Les photos de Hans-Rudolf Merz sur une civière n'ont pas été volées. Les cameramen et les photographes ont été autorisés à prendre des images depuis le toit de l'hôpital au moment de son arrivée en hélicoptère dimanche.

L'hôpital de l'Ile a donné son feu vert, a indiqué lundi à l'ATS Markus Hächler, porte-parole de l'établissement universitaire bernois. Mais les cameramen et photographes devaient respecter la protection de la personnalité en ne rendant pas reconnaissable le visage du ministre.

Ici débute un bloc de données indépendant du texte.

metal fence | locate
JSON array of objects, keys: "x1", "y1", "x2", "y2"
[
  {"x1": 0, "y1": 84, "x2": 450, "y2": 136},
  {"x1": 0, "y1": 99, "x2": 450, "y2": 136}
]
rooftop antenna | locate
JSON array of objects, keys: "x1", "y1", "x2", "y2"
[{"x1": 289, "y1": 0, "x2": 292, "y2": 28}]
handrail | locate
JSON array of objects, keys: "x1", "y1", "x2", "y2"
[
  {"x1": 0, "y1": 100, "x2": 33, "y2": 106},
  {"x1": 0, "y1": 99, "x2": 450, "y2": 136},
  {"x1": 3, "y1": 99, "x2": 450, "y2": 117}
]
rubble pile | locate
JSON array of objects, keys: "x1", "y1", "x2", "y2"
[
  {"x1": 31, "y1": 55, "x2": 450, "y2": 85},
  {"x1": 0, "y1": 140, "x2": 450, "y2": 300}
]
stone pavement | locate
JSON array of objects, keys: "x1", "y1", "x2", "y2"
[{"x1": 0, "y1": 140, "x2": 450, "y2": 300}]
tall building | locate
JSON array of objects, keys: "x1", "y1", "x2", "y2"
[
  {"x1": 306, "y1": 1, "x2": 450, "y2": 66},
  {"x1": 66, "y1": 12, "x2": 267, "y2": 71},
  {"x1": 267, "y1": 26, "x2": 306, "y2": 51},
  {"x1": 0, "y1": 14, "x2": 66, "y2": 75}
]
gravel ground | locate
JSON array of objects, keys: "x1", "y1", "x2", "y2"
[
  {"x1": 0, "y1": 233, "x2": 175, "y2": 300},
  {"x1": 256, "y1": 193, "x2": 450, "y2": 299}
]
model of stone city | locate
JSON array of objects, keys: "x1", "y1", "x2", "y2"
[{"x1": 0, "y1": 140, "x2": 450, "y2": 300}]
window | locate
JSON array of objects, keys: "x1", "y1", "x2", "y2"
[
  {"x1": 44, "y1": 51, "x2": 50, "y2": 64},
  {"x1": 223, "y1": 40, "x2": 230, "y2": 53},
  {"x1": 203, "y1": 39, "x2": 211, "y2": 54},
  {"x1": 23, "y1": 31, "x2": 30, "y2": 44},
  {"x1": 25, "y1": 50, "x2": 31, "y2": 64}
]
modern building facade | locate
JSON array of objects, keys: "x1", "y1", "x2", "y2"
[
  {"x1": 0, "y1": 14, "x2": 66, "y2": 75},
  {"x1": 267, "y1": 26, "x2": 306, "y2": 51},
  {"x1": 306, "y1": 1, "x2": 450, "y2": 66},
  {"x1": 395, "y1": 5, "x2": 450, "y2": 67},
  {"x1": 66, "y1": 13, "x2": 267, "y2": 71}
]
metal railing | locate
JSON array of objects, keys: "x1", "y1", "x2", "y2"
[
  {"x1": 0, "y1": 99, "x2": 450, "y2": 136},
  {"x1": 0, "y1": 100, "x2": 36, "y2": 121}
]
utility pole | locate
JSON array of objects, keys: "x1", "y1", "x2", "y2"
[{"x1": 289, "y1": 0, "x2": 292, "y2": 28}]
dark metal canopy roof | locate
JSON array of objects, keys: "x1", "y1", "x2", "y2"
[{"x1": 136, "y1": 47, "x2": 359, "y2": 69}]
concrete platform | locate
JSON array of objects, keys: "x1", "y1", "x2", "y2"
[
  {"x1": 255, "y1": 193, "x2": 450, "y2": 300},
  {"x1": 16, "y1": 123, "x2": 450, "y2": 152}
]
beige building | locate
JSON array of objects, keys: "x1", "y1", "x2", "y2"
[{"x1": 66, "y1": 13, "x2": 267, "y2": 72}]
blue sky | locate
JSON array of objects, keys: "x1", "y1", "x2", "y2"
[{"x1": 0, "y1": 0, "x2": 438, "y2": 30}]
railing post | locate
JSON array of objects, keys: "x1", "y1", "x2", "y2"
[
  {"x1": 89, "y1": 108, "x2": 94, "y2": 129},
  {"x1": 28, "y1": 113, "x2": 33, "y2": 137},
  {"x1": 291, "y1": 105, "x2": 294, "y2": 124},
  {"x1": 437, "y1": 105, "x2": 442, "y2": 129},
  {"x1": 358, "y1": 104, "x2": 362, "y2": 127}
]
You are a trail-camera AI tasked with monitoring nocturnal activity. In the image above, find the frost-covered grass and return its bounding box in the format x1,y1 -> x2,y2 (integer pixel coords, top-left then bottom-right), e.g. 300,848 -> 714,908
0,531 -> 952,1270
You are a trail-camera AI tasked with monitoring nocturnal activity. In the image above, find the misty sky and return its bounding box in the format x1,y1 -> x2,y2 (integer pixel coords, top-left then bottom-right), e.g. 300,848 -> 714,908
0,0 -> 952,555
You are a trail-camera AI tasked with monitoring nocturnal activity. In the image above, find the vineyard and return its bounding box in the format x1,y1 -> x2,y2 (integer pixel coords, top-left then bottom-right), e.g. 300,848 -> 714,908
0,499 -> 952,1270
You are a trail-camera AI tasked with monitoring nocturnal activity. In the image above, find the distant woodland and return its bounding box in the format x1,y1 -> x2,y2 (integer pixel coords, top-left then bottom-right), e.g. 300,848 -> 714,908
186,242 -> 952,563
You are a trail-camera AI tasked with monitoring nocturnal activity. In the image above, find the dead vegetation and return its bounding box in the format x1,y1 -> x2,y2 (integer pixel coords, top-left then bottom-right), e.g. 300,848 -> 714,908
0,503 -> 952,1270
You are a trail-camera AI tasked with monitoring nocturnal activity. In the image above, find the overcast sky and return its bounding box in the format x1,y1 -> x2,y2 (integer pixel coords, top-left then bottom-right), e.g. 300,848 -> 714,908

Les images diffusées par la télévision suisse alémanique ont été critiquées par le président de la Confédération, Pascal Couchepin, lundi en marge de la conférence de presse. La télévision a toutefois été respectueuse, car le visage de M. Merz est resté flou, ce qui n'est pas le cas des photos diffusées par le quotidien, le «Blick».

«Je n'ai pas remarqué que le photographe du 'Blick' n'a pas respecté la consigne», a poursuivi le porte-parole de l'établissement hospitalier. Tout cela est clairement de ma faute». M. Hächler a donc envoyé une lettre d'excuse au fils de M. Merz lundi après-midi.

Question de dignité

Pour le président du Conseil suisse de la presse, Dominique von Burg, la question n'est pas de savoir si M. Merz est reconnaissable ou non. «Tout le monde connaît le conseiller fédéral», a-t-il dit.

Il s'agit de dire si la dignité humaine a été respectée ou non. M. von Burg s'interroge en effet sur l'intérêt journalistique de montrer le ministre intubé sur une civière.